Re: [E1000-devel] e1000_clean_tx_irq: Detected Tx Unit Hang

Jesse Brandeburg Wed, 03 Mar 2010 13:46:35 -0800

On Mon, Mar 1, 2010 at 3:37 AM, Thrash Dude <thrash.d...@gmail.com> wrote:
> Seems to be a rather common issue with the e1000 module. I searched the
> archives back to 2005. Plenty of reports, no solutions.

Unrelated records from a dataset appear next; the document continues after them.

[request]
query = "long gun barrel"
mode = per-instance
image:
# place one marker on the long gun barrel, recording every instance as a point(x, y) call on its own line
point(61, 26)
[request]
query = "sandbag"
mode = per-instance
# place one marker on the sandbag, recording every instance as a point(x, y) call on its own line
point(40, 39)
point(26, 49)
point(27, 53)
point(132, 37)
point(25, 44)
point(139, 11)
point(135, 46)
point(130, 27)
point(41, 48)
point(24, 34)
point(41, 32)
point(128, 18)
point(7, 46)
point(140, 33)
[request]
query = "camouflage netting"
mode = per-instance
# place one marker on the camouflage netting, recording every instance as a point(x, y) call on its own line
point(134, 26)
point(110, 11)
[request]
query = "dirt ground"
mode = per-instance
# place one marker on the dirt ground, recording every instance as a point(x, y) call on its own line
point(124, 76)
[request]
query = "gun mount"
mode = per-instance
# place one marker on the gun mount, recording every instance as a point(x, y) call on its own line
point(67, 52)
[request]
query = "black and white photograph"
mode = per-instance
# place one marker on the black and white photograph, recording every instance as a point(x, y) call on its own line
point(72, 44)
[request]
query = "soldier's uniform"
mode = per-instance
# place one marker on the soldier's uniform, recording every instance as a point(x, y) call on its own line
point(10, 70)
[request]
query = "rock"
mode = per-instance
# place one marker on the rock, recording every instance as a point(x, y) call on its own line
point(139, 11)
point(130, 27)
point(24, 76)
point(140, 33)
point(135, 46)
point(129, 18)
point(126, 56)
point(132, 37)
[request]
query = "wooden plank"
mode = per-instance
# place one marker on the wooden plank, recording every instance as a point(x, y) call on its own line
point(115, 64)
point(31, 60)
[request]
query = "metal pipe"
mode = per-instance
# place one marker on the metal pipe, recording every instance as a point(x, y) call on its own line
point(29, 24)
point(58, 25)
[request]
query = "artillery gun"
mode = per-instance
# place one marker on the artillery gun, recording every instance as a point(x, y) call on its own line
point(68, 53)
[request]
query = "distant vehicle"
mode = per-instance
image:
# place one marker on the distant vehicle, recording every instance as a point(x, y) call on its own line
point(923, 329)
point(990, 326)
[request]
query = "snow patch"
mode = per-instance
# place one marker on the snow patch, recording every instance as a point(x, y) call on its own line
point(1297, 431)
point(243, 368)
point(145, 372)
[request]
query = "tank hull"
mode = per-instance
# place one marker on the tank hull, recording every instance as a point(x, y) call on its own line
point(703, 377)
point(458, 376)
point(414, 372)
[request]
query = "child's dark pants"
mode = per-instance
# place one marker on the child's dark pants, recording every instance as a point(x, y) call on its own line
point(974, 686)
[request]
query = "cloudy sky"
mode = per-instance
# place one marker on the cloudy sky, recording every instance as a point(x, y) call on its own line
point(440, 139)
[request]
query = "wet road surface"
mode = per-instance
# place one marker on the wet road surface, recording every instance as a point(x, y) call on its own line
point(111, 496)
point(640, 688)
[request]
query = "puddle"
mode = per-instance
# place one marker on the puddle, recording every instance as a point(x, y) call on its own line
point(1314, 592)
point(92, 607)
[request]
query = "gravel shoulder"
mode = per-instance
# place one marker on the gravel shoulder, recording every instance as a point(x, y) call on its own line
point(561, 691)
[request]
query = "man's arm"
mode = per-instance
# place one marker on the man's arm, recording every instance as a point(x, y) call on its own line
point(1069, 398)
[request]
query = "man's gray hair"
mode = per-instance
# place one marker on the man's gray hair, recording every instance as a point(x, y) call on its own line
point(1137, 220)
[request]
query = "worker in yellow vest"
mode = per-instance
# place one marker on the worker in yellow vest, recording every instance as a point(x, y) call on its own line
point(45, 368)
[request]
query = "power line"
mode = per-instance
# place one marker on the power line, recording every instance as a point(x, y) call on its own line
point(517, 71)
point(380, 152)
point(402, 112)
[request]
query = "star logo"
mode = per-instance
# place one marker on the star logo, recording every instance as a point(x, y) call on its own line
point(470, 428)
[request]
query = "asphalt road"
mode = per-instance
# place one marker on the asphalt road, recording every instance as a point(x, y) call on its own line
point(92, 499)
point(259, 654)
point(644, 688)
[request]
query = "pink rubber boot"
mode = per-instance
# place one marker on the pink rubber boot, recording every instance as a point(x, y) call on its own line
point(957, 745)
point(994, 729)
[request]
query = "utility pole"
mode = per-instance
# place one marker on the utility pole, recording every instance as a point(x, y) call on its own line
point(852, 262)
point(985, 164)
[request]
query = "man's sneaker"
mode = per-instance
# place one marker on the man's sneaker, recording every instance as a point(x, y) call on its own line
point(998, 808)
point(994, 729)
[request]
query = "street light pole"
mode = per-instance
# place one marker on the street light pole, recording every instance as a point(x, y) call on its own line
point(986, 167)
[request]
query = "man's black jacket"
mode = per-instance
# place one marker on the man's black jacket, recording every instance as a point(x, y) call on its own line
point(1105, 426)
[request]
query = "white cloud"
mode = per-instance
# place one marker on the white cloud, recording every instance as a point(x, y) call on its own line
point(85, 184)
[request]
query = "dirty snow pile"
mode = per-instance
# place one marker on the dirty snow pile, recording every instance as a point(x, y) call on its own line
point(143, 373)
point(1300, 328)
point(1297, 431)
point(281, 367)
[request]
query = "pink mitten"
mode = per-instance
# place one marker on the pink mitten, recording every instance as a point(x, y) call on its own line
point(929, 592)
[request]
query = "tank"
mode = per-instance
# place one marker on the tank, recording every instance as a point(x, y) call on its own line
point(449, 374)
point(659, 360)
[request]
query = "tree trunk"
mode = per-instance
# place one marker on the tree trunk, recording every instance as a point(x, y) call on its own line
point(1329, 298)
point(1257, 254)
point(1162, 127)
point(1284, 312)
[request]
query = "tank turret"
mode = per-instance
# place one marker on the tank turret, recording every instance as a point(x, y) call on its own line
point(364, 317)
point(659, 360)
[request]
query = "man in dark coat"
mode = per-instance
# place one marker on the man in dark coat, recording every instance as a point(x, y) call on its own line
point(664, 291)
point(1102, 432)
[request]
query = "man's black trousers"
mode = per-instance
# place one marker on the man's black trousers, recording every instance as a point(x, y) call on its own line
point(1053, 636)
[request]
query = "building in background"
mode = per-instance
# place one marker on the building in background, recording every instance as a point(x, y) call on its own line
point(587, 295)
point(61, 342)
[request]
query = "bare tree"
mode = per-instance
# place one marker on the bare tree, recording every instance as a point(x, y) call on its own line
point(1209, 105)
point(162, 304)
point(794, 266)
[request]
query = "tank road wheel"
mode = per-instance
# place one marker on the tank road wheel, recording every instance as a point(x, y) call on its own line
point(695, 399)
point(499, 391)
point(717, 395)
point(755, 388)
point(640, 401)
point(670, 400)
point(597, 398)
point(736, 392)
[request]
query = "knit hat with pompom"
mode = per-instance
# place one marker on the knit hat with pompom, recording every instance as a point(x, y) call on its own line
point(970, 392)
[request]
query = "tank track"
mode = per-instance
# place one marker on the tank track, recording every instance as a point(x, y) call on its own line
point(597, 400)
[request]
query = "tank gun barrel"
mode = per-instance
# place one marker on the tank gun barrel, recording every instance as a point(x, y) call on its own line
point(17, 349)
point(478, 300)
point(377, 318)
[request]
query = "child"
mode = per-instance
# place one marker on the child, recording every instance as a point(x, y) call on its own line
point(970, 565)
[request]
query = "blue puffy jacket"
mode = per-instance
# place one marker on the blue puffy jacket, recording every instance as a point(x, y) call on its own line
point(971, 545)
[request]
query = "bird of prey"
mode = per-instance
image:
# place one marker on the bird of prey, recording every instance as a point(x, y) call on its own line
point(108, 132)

There are some solutions, one of which is to try loading the driver
with TxDescriptorStep=4 TxDescriptors=1024


> The NIC does drop the link, PC does not hang. The link does become active
> again. Wouldn't be such an issue, although this PC is a file server for
> streaming audio and video files exported across nfs and cifs shares. Quite
> an annoying problem to get 55minutes into a movie to have the link die.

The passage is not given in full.